Monday, February 8, 2010

Trapped

I did a little research on performances on A Doll's House and there was one that stuck out to me. It was done in 2008 at the Bated Breathe Theater Company, and even though it didn't get the greatest reviews, I thought the director took an interesting twist to the story. I think she went a little over the top, but at least it was something original. Instead of having a "comfortable" house, like the one Ibsen describes, the director strips away all of the knick-knacks and carpeting and instead has only a few white blocks that double as chairs and tables. The most interesting part of the set I thought were the walls. In the beginning on the play there are plush, yellow-ish walls but slowly as the play progresses the walls change to grey. The room moves from being warm and welcoming to cold and dark and the idea is that it's supposed to feel like an insane asylum, and Nora is the patient.

The director even went far enough to have Nora wear a hospital bracelet, hinting at her being a patient. Torvald moves away from being her huband, and instead acts like her doctor. Even when he is calling her pet names, it is without love or heart, it is simply showing that she belongs to him. There is a "frigid chemistry" between the two, and the director wanted to show from the start that the marriage is fake and has no love behind it.

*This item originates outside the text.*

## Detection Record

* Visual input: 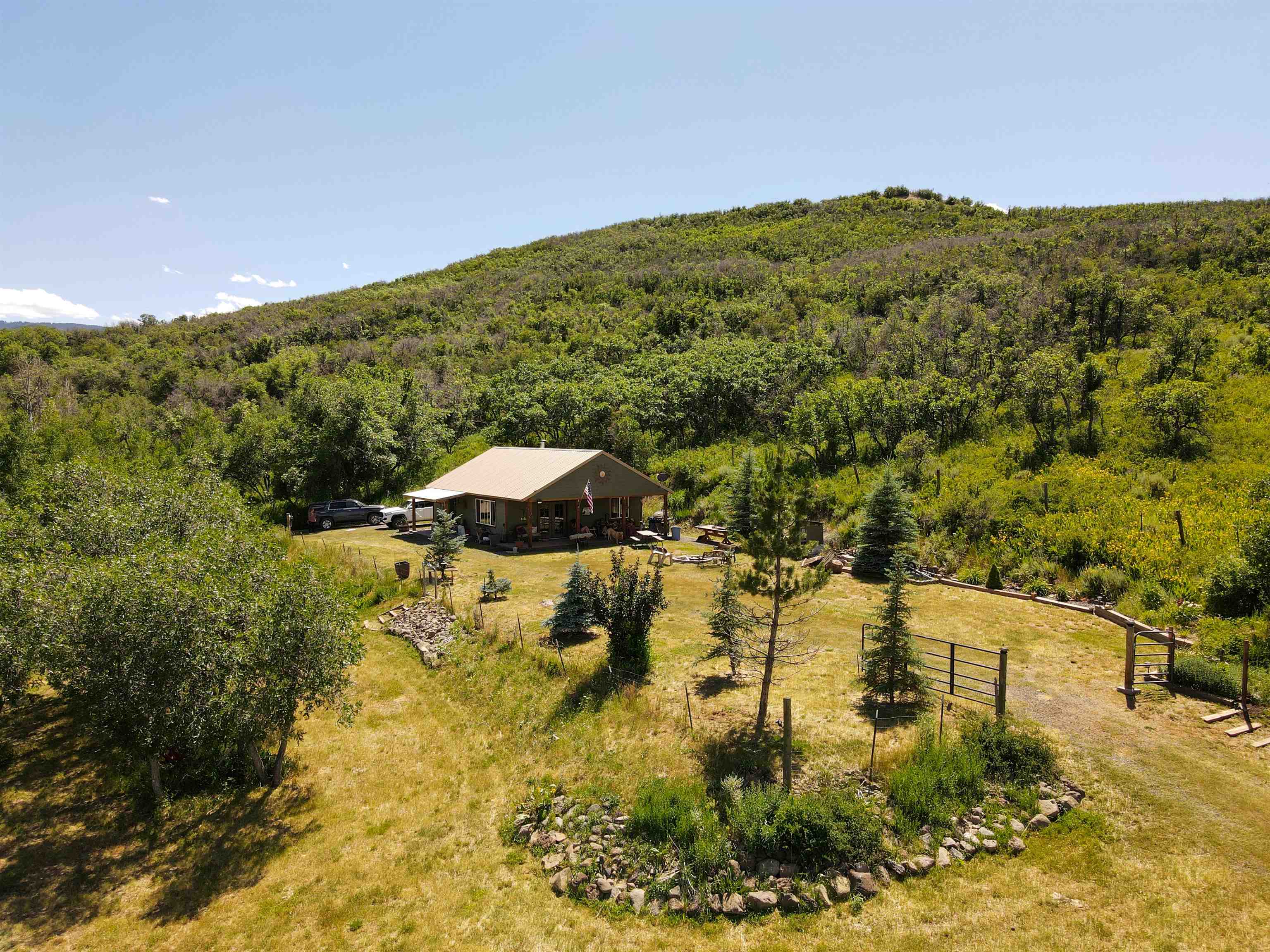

I think it's an interesting idea to focus on Nora being trapped, but I also think it moves away from Ibsen's original ideas. I like the idea that the house looks comfortable and some place where the audience would want to live and then we can join Nora on her journey as her story unravels. I think it would have been better if the house starts out as Ibsen describes it and then slowly gets darker, but not to the gloomy place that this version ends up. I also think it's better for the audience to believe in Nora and Torvald's relationship in the beginning, because it makes it more interesting when it slowly breaks apart.

2 comments:

  1. This comment has been removed by the author.

    ReplyDelete
  2. The play with the yellow walls reminds me of a story that I read about a woman whose baby has been taken away from her and she lives in this yellow wall papered room and her husband treats her like a patient rather than a wife and she goes insane...the author committed suicide i think (sorry i forgot the name of the story!)